Babies who participate in this study will receive genomic newborn screening for over 200 treatable genetic conditions. In the rare event your baby is identified to be at risk for a genetic condition, we will ensure you receive the medical care needed. We are very thankful to families who choose to participate as they will be helping us make newborn screening better for all babies in Ontario.

Who can sign up and how?

Any baby born in Ontario who is 6 months of age or younger is eligible. Parents may sign up online by visiting our study information platform.

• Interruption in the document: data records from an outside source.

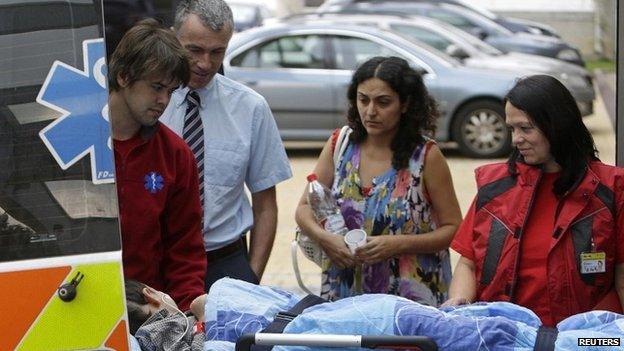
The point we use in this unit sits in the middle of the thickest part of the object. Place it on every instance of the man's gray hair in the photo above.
(214, 14)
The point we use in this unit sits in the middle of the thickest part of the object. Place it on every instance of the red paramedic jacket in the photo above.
(590, 218)
(160, 214)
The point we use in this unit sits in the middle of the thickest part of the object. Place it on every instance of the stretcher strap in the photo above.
(282, 319)
(545, 340)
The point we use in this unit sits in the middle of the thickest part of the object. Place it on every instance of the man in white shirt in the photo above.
(240, 146)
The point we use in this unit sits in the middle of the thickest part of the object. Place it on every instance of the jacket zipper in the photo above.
(514, 281)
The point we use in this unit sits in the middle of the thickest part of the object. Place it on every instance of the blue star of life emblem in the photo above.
(154, 182)
(82, 98)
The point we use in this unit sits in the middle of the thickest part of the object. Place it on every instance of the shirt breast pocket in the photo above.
(224, 163)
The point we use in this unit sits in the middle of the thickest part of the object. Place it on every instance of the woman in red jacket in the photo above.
(545, 230)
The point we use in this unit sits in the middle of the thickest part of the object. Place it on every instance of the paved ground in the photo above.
(279, 270)
(606, 84)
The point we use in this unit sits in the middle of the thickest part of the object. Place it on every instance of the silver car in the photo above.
(303, 70)
(473, 52)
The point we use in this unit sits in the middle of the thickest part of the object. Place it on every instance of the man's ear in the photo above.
(152, 296)
(122, 82)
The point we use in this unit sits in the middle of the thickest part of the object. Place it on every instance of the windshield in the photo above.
(477, 20)
(474, 41)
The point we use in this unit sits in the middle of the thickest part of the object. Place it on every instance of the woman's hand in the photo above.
(455, 301)
(337, 251)
(377, 249)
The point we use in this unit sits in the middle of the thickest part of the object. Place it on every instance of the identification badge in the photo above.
(593, 262)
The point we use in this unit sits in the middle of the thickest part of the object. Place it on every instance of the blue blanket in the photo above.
(244, 308)
(234, 308)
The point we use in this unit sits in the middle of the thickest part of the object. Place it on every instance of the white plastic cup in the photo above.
(354, 239)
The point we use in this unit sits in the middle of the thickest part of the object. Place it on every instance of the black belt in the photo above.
(227, 250)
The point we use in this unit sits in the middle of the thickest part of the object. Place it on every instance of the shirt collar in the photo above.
(179, 96)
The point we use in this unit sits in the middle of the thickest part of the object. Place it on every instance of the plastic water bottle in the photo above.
(324, 207)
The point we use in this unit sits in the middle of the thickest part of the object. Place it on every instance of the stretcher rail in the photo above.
(423, 343)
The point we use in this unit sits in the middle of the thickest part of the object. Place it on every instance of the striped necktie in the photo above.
(193, 134)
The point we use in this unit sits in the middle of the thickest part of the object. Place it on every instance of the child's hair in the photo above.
(135, 300)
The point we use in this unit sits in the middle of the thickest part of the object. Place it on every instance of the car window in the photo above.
(349, 52)
(426, 36)
(452, 19)
(300, 51)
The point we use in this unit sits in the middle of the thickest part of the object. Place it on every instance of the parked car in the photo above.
(477, 25)
(248, 15)
(303, 70)
(471, 51)
(513, 24)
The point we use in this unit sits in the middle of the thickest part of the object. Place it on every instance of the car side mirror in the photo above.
(457, 52)
(421, 71)
(479, 33)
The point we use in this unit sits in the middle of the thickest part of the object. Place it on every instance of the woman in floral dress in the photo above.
(393, 182)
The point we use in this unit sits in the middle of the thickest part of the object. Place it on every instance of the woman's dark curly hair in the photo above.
(417, 121)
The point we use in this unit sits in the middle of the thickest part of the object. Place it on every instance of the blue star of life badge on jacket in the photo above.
(154, 182)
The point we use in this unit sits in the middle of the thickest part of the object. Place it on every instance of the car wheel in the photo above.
(480, 131)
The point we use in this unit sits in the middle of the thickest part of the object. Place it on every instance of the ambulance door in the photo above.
(61, 278)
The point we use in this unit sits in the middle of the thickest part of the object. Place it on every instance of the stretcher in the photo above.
(421, 343)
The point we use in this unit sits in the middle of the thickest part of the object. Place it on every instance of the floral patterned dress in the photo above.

If you are a parent expecting a baby, you may register your interest in the study by contacting the study team or by visiting our study information platform. This allows you to review information about the study ahead of time and receive an email reminder after the expected due date. Parents can only make the decision to have their baby participate in this study after their birth.

What happens next?

If your baby is enrolled in the study, you can expect to receive their screening results in approximately 90 days. The study’s clinical team, made up of physicians and genetic counsellors, is available at any time to answer any questions you may have.

The list of diseases screened for can be found here. These conditions are generally very rare, and most babies enrolled in this study will screen negative results, meaning no increased risk was identified. For the babies who receive screen positive results, meaning an increased risk was identified, a genetic counsellor will contact you to explain the results and arrange for your baby to receive the medical care they need as soon as possible.